Naja gut obs als jetzt Semi-Passiv oder nicht beschrieben ist...ist ja wurst, wollte nur vermitteln das es bei den AX-Modellen normal ist...hab ja zudem geschrieben Last oder Temperatur...von daher passt doch alles.


----------



## Gamer_95 (14. Oktober 2010)

*AW: Corsair AX850 Lüfter dreht sich nicht*

Wie einige schon geschrieben haben ist das NT tatsächlich Semi-Passiv.
Man muss schon wissen was man kauft 
Kommt halt auch immer auf den System an.
Wenn du einen 980X+2GTX480 betreibst sollte der Lüfter schon im Boot anspringen.


----------



## Bluebeard (14. Oktober 2010)

*AW: Corsair AX850 Lüfter dreht sich nicht*

@ $.Crackpipeboy.$

Das stimmt so leider auch nicht ganz, denn das AX1200 ist nicht semi-passiv. Dies ist lediglich den AX750 und AX850 Modellen vorenthalten.


----------



## $.Crackpipeboy.$ (14. Oktober 2010)

*AW: Corsair AX850 Lüfter dreht sich nicht*



Bluebeard schrieb:


> @ $.Crackpipeboy.$
> 
> Das stimmt so leider auch nicht ganz, denn das AX1200 ist nicht semi-passiv. Dies ist lediglich den AX750 und AX850 Modellen vorenthalten.

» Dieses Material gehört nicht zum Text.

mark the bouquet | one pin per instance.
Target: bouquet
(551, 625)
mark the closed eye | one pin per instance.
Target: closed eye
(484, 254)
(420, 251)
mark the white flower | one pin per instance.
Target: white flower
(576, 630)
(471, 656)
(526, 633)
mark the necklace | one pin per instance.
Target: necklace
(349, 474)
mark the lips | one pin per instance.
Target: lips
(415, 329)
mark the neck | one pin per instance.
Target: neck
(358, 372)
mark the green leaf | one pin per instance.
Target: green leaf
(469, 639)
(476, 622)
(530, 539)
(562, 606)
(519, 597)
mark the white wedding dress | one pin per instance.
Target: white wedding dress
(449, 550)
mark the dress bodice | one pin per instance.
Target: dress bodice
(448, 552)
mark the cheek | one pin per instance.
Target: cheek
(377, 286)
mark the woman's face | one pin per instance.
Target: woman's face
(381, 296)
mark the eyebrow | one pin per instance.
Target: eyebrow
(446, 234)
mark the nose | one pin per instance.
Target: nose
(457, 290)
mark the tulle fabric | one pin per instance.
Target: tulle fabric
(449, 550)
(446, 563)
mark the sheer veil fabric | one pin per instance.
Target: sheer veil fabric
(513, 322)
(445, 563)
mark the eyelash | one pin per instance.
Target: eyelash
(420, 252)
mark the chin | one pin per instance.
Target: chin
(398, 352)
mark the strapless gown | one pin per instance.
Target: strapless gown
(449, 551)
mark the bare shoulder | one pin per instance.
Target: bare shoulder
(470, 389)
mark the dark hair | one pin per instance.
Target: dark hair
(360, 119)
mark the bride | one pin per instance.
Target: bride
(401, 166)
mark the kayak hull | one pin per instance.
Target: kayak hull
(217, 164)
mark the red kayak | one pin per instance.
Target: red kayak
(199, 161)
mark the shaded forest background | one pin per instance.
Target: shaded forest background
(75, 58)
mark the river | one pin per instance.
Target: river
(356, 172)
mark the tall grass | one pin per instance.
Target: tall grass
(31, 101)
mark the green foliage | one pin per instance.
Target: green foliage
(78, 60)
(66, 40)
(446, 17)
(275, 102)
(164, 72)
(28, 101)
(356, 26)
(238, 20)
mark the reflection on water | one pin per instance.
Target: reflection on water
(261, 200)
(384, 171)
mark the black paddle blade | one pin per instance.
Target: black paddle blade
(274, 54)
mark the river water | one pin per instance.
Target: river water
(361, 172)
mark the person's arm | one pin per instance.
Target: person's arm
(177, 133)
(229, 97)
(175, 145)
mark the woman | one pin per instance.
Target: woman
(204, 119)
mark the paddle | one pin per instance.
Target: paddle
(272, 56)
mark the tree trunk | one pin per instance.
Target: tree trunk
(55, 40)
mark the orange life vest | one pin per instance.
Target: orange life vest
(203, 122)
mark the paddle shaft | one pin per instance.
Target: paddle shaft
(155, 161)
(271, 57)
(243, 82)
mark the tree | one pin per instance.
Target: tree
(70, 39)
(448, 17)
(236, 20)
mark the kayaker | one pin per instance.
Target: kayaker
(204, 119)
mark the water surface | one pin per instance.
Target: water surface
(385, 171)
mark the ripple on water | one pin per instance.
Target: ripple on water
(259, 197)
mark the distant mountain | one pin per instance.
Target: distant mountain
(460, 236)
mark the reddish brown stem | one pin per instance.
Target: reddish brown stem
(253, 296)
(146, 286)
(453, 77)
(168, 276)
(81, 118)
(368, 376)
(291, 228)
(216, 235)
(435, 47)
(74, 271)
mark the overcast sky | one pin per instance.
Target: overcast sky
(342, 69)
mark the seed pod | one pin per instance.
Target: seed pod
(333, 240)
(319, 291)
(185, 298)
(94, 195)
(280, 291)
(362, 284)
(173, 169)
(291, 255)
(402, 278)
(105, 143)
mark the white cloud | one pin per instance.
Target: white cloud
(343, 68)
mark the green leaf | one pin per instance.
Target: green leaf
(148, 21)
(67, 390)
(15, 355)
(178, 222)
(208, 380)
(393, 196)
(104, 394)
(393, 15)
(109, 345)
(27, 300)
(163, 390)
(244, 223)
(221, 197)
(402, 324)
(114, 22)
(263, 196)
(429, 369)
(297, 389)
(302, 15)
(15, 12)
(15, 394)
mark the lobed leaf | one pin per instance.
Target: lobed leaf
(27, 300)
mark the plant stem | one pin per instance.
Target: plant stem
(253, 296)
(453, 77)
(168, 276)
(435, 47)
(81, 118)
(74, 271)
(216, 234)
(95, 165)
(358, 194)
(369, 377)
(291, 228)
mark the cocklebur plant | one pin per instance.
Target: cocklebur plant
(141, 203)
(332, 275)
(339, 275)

Gut, dann haben wir das ja jetzt geklärt....


----------



## ELPR1NC1PAL (16. Oktober 2010)

*AW: Corsair AX850 Lüfter dreht sich nicht*

@Gamer_95:

beim AX750 ja, beim 850 reicht es nicht ganz - aber er fängt recht schnell an


----------



## DieChaplinMelone (27. Dezember 2010)

*AW: Corsair AX850 Lüfter dreht sich nicht*

Ihr habt geschrieben, der Lüfter sei nur lastabhängig; ein Temperaturschutz ist aber vorhanden, oder?


----------



## ELPR1NC1PAL (2. Januar 2011)

*AW: Corsair AX850 Lüfter dreht sich nicht*

Sollte das Netzteil auf 50 Grad zusteuern aktiviert der Lüfter auch  keine Sorge.


----------